Also, wasn’t there an article on this blog recently about schooling in one of the Latin American countries (I think Chile or perhaps Brazil?) The point was they have had decades of “market based school reform” and tons of drill and kill type schools. According to that article, which was a first hand account, as I remember, the kids who are now adults now ,know nothing but cramming for tests. In colleges they are doing poorly in classes and seem to see no reason to understand anything, just pass the test.
“The KIPP parents had to sign a contract promising to volunteer a significant amount of time at KIPP. This means that KIPP was siphoning off children whose parents had the means and motivation to get involved with their kids’ education.”
Agree.
This is also the story for any charter school I have ever heard of in my area of the world
In my experience, these places siphon off kids who were doing very well in the traditional public school anyway.
Do you think they will do better if they are all in a school of good students?
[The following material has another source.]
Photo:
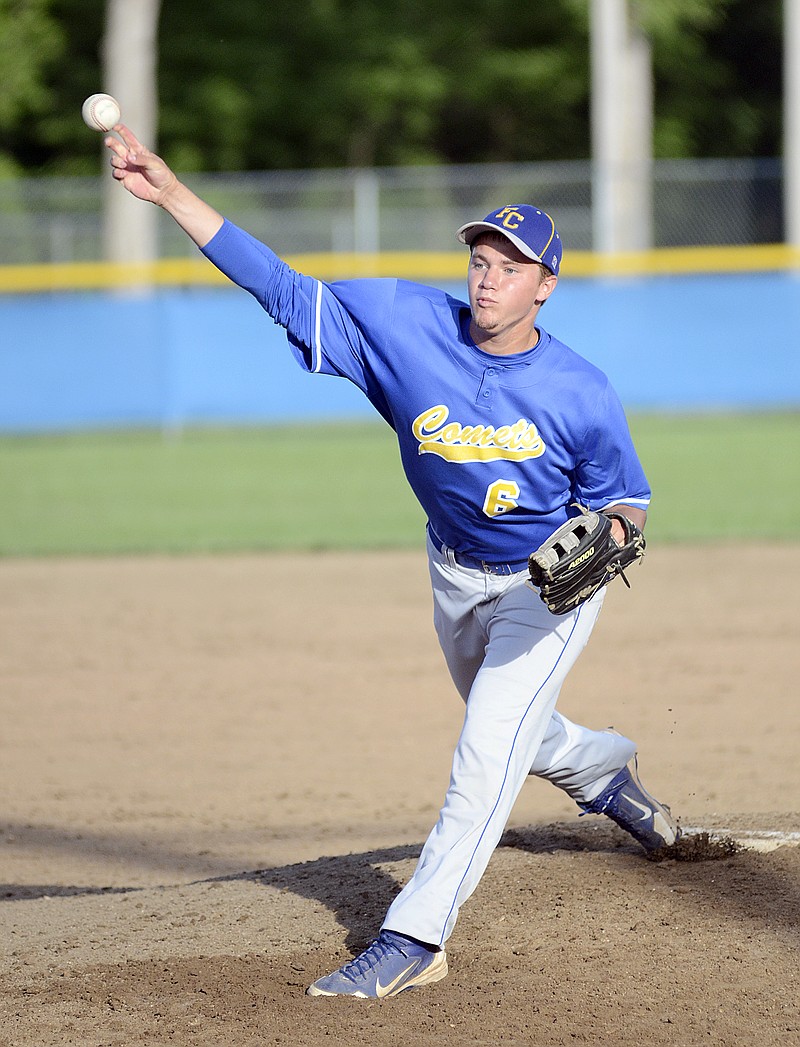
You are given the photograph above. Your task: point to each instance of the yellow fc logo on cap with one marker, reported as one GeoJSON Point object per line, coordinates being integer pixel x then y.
{"type": "Point", "coordinates": [511, 219]}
Dr. Ravitch has discussed peer effects and charter schools in the past.
Define do better.
I will go with the same definition you used in your comment that about students that ” ….were doing very well in the traditional public school anyway.” Are the students now doing very very well instead if just very well?
There are many ways that a student can “do well”. Students do better in the long run – including social and emotional factors – when they are with all kinds of students. Life is diverse. Kids need to learn to deal with all kinds of people, not just those who are academically advanced.
I think this is an interesting point, but I wonder how far you would be willing to go. Would you close academically challenging limited admission magnet high schools? Would you require more mixing of academic abilities within a given school?
Then my answer is no.
Dienne, agree.
When you look at the larger picture of layoffs and abuse of employees throughout our economy, it is interesting to note that people who were making middle class wages have been laid off and can find only lower paying jobs. Corporations seem to think that paying a living wage with benefits is a drag on their bottom line.
Frequently, when companies are bought out and are down-sized, local employees lose their jobs, are replaced by non-locals and within a few years, the company is sold or shuts down. With excessive profits being the primary goal of investors, the people who lose those jobs are collateral damage, not humans with families, homes, and debts. They lose all their livelihood so that strangers all around the world don’t forfeit gaining that extra dime.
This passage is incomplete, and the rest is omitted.